KRLI
- Malta Bend, Missouri; United States;
- Broadcast area: Kansas City, Missouri
- Frequency: 103.9 MHz
- Branding: KRLI Country

Programming
- Format: Classic Country

Ownership
- Owner: Miles Carter; (Carter Media LLC);
- Sister stations: KROL, KMZU

Technical information
- Licensing authority: FCC
- Facility ID: 42384
- Class: C2
- ERP: 12,000 watts
- HAAT: 284 meters
- Transmitter coordinates: 39°21′59″N 93°24′12″W﻿ / ﻿39.36639°N 93.40333°W

Links
- Public license information: Public file; LMS;
- Webcast: TuneInRadio
- Website: krlicountry.com

= KRLI =

KRLI (103.9 FM) is a radio station broadcasting a Classic Country format.
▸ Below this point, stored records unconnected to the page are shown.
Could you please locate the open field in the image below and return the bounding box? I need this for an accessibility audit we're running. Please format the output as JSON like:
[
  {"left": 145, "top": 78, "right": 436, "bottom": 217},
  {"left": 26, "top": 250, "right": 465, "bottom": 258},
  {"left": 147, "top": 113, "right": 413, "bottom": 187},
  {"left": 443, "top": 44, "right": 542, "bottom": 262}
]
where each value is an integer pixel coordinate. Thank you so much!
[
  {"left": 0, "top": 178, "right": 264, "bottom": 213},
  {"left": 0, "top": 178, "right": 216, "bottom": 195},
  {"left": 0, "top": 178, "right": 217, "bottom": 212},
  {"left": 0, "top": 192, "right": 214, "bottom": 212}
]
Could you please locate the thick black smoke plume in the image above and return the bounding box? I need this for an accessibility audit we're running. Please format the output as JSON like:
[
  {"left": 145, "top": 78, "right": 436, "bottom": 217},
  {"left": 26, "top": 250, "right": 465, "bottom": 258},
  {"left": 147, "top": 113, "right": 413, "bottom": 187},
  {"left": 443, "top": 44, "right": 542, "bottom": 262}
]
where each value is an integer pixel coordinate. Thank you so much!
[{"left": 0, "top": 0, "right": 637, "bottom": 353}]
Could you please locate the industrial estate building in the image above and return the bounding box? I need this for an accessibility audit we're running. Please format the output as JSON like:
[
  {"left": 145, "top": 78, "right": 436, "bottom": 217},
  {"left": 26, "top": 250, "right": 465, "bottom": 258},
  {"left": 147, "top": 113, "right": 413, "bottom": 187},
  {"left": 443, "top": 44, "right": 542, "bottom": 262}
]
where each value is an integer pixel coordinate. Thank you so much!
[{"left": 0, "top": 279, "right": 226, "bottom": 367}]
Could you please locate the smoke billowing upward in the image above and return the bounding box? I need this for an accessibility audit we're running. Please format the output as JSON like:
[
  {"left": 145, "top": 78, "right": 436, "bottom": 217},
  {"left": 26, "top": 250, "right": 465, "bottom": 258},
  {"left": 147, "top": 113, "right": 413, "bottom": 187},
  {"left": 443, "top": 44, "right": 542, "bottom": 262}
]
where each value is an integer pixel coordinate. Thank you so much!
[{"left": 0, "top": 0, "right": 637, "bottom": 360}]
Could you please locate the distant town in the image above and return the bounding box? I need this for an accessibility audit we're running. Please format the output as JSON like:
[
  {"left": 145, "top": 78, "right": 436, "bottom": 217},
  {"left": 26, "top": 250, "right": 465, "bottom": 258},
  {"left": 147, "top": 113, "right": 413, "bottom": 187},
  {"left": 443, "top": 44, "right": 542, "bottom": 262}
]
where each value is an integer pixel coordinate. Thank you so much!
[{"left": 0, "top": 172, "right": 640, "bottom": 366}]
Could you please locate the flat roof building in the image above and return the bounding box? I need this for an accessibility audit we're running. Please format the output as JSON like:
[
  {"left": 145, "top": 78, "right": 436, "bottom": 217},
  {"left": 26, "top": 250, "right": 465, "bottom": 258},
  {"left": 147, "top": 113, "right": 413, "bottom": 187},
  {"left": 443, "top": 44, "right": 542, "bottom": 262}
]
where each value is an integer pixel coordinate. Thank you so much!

Licensed to Malta Bend, Missouri, United States, the station is currently owned by Miles Carter, through licensee Carter Media LLC.

During the 2000s, the station carried a Middle of the Road/Oldies format. In June 2012, the station changed from Adult Standards to Contemporary Hit Radio and branded itself "103.9 The Grenade". On June 16, 2013, KRLI changed their format from Contemporary Hit Radio to Classic country.